PCR reactions were performed at 2X Taq Plus Master Mix (25. Mu.L) using "red" leaf cDNA (1. Mu.L) as template, PGK4-F (ATGGCCTCTGCCTCCGCACC, 2. Mu.L, SEQ ID NO. 3) as forward primer, PGK4-R (CACGGGAACTGGAACAGCTT, 2. Mu.L, SEQ ID NO. 4) as reverse primer, and the procedure was as follows: pre-denaturing at 95 ℃ for 3min, denaturing at 95 ℃ for 15sec, annealing for 15sec, extension at 72 ℃ (annealing temperature and extension time are set according to the annealing temperature TM value of the upstream and downstream primers and the size of the target band), thoroughly extending at 72 ℃ for 5min, cloning to obtain PGK4 gene, transforming pMD19-T vector, sending positive colony containing pMD19-T-PGK4 to the division of biological engineering (Shanghai) for sequencing, finally determining the nucleotide sequence of PGK4 gene, and naming the nucleotide sequence as FaPGK4.

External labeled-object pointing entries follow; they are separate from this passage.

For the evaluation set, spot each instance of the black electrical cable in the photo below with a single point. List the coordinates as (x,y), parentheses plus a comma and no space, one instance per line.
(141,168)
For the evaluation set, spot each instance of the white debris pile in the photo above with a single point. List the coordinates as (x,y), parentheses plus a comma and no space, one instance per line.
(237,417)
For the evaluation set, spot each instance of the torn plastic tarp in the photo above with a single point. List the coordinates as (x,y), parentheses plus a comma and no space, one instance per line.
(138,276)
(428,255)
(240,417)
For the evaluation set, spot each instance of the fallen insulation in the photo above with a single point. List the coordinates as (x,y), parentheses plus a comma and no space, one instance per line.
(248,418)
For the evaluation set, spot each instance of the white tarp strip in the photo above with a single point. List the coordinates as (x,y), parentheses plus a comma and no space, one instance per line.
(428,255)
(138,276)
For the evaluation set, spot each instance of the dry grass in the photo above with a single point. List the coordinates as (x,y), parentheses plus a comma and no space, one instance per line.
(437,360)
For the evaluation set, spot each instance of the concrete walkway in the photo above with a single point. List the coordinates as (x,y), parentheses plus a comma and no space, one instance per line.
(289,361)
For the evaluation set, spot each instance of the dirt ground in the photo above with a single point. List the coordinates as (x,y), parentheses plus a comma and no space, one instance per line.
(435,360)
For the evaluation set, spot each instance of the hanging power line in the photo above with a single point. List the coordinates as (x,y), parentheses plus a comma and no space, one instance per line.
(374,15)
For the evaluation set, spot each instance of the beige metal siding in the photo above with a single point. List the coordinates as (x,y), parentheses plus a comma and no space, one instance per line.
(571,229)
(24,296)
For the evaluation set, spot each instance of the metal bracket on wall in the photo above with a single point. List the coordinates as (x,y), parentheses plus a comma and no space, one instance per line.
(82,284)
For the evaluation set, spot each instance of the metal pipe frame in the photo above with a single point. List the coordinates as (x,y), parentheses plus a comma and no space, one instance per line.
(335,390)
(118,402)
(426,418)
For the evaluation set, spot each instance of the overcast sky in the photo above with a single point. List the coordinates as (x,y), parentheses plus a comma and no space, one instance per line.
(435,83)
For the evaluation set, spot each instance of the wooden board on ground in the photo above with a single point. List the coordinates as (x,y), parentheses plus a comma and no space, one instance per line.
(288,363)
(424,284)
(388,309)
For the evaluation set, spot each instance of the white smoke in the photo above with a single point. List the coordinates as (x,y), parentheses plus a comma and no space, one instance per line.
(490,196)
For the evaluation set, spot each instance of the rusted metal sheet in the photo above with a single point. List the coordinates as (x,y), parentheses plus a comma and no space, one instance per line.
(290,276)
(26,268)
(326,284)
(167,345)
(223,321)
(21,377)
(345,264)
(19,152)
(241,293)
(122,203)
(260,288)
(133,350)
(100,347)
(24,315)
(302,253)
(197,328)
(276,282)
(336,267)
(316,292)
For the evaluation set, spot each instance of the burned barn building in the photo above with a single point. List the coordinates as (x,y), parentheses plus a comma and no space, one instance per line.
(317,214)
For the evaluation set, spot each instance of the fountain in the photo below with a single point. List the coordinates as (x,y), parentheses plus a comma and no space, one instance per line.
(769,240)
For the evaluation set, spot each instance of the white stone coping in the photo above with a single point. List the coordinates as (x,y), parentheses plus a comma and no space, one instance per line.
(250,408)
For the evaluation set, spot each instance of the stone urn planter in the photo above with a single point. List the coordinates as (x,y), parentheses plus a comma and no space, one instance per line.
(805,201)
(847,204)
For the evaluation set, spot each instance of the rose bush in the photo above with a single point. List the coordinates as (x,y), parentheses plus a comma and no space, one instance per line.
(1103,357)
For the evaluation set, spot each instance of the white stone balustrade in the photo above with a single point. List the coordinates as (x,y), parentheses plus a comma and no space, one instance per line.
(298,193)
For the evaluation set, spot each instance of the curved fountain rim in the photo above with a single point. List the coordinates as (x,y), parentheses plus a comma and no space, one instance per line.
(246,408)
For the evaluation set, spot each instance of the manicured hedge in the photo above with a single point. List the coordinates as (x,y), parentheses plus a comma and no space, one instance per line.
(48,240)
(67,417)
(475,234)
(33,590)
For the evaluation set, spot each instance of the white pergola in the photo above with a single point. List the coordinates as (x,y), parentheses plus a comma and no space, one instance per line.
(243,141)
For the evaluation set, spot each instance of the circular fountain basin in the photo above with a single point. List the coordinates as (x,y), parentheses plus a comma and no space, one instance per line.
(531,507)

FIG. 1 is a PCR gel electrophoresis diagram of FaPGK4 gene clone, the open reading frame length of the FaPGK4 gene sequence is 1443bp, the nucleotide sequence of the FaPGK4 gene is shown as SEQ ID NO.1, the amino acid sequence encoded by the FaPGK4 gene is shown as SEQ ID NO.2, and the encoding is 480 amino acids.
Example 2
Construction of pCAMBIA1302-FaPGK4-GFP expression vector
pCAMBIA1302-GFP is an over-expression vector carrying Green Fluorescent Protein (GFP), and the green fluorescent protein is nontoxic and can spontaneously emit green fluorescence. The fusion expression vector constructed by the vector and the target gene can not only keep the original activity of the target protein, but also observe the position, movement and the like of the target protein in plant organs by utilizing the luminous characteristic of GFP under the ultraviolet condition.
The method comprises the following specific steps:
1. plasmid DNA extraction
Positive colonies of pMD19-T-PGK4 of example 1 were inoculated into 25mL of a strain containing 50 mg.multidot.L -1 Kanamycin was shake cultured overnight at 37℃at 200rpm in liquid LB medium. The plasmid DNA was then extracted as follows:
(1) 4mL of activated bacteria liquid is centrifuged for 1min, and the supernatant is removed. 250 μl Buffer S1 was added, and mixed well with shaking. Then 250 mu L Buffer S2 is added, and the mixture is gently turned over and mixed uniformly;
(2) Adding 350 mu L Buffer S3, gently turning over, mixing, and centrifuging at 12000rpm at room temperature for 10min;
(3) Sucking the supernatant in the step (2), centrifuging at 12000rpm at room temperature for 1min, and removing the waste liquid;
(4) Adding 700 μL Buffer W2, centrifuging for 1min, repeating for 1 time; pouring out the waste liquid, and centrifuging for 1 time;
(5) 40. Mu.L of Eluent preheated at 65℃was added thereto, and the mixture was allowed to stand at room temperature for 2 minutes. Centrifuge at 12000rpm for 1min at room temperature. The liquid in a 1.5mL centrifuge tube was the extracted plasmid DNA.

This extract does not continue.